Some African American Voters are Rethinking and Changing Their Allegiance to the Democratic Party as Republican Leadership Rises

Some in the Republican party in the city of St. Louis are hoping the candidacy of Andrew Jones, an African American utility company executive, will cause other African Americans to rethink their allegiance to the Democratic party.

Long time Republican James Hill is also African American. He says Jones’ run was a good thing, because there hasn’t been a contested Republican primary for mayor in nearly two decades.

“I have friends who are Africans Americans whose elected official is Democrat, and they tell me that they feel they aren’t part of the Democrat party, and they say how they go out and work hard everyday and they tell me all the time they get no respect,” he says.

He says Republicans aren’t all bad and Democrats aren’t all good, but Democrats have done a better job of getting their message into the black community. On the issues front, he believes African Americans over the age of 55 are pro police and want more security.

Hill also says he is getting more calls from African Americans in St. Louis telling him they’re really Republicans now, saying the change in leadership in the state has made them realize that it might be a good time to switch parties.

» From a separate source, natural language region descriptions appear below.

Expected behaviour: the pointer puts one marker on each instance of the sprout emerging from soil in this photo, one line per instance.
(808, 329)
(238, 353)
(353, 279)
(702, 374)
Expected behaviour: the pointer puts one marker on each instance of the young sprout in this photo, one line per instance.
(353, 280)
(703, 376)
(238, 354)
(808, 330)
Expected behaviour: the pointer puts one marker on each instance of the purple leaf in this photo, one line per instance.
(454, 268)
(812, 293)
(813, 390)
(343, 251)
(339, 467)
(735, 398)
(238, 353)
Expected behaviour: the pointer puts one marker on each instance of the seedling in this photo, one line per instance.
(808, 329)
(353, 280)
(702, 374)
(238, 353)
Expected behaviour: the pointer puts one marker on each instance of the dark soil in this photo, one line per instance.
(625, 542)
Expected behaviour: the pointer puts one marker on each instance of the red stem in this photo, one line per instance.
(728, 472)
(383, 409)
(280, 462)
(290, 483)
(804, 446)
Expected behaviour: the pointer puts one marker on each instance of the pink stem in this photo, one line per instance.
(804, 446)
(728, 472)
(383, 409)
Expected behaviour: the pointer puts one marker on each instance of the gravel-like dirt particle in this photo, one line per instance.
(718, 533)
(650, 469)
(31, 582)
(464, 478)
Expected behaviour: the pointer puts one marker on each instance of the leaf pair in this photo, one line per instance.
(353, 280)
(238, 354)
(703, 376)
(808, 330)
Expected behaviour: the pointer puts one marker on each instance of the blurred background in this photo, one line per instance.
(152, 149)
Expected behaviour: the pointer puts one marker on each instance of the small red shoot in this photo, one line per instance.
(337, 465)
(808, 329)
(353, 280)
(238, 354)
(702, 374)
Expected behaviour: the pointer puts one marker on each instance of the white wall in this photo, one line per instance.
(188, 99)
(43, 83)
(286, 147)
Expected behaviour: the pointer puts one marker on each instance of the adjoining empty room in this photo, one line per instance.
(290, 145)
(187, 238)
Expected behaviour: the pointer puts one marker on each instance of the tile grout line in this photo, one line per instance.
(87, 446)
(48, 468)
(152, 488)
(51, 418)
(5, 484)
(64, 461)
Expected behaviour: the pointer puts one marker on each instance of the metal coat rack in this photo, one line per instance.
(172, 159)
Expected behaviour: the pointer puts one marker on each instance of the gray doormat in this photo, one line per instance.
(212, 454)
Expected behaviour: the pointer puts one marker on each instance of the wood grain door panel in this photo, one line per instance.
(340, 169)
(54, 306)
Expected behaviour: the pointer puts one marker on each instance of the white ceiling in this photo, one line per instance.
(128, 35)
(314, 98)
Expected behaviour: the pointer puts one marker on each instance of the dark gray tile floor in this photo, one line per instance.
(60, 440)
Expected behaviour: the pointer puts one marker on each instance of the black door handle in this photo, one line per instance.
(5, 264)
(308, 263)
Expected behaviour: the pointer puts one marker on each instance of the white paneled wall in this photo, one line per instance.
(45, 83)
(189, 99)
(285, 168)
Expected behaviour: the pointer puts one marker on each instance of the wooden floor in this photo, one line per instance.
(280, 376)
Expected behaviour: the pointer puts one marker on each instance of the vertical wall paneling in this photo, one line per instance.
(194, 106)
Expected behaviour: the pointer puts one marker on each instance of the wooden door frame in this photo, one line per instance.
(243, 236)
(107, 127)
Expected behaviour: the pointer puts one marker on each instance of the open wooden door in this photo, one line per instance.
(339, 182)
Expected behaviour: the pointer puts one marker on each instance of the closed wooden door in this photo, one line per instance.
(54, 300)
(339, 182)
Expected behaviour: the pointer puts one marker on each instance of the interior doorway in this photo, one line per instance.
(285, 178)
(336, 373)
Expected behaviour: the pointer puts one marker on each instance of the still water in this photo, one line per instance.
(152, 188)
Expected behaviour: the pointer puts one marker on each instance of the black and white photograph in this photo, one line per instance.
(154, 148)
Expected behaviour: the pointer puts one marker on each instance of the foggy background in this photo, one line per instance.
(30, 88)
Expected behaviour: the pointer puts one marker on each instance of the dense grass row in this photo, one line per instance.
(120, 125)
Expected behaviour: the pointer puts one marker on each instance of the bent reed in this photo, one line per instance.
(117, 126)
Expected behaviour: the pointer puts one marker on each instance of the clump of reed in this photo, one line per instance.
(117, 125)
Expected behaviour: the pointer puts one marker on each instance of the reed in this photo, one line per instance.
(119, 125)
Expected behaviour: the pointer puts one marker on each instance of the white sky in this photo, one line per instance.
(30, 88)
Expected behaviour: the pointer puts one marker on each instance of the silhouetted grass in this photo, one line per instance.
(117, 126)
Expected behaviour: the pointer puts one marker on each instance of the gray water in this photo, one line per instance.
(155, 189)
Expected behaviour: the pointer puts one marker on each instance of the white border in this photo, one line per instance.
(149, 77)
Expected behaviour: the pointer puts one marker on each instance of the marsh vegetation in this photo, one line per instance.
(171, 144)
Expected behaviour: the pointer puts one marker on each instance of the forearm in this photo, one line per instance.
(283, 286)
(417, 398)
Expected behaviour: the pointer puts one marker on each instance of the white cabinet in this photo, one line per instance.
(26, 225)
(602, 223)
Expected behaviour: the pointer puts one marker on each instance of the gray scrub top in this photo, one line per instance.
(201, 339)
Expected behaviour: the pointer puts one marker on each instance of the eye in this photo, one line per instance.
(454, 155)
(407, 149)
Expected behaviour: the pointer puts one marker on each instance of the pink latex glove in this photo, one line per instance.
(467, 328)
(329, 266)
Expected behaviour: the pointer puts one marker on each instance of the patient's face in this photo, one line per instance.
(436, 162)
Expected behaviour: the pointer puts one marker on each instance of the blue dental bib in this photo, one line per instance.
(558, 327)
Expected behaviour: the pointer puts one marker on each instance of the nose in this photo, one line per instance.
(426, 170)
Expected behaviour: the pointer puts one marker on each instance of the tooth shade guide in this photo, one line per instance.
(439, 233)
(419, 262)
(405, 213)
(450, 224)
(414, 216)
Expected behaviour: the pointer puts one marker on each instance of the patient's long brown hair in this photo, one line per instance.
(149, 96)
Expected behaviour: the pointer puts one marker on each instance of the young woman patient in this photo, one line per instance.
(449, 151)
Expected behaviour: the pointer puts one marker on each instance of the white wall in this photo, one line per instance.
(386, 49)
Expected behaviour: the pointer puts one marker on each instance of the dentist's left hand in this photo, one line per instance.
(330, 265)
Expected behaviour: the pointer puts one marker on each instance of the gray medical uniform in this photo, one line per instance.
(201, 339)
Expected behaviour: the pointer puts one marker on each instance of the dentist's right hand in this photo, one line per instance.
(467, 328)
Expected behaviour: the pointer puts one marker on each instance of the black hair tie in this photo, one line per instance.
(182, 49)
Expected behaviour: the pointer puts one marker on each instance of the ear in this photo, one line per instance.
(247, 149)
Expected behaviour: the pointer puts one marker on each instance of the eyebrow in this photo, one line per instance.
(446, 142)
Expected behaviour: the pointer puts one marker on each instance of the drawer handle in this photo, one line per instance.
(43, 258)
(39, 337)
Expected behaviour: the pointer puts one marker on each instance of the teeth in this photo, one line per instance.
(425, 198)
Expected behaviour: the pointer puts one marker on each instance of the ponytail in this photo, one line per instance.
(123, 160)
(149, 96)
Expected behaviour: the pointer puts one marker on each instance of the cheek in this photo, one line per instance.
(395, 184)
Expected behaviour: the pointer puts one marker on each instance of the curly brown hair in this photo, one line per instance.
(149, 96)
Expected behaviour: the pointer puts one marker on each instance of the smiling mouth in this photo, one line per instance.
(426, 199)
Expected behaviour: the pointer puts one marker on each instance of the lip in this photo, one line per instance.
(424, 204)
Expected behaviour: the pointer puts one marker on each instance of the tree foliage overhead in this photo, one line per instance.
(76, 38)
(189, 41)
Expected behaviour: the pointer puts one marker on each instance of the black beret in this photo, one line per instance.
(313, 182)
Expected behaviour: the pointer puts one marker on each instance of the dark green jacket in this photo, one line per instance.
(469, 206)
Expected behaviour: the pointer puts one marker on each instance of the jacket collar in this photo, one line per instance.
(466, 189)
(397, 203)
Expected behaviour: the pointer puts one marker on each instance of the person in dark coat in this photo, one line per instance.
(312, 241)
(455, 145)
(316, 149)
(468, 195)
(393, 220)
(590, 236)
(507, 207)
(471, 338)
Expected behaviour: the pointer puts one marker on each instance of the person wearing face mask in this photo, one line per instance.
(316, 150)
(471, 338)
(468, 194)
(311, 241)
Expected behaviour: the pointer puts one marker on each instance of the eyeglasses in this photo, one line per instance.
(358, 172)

“A lot of African American have realized this, that Republicans are controlling the state of Missouri on the state level and also on the federal level, and so a lot of them are realizing that maybe this is a good time to change to be a Republican,” he says.

While many church leaders in African American communities are preaching responsibility and are anti abortion, he says they remain largely Democratic, but he believes they vote against their own best interests. The bottom line, he believes not just Andrew Jones candidacy but Republican leadership in the state may cause more African Americans to reconsider the Republican party.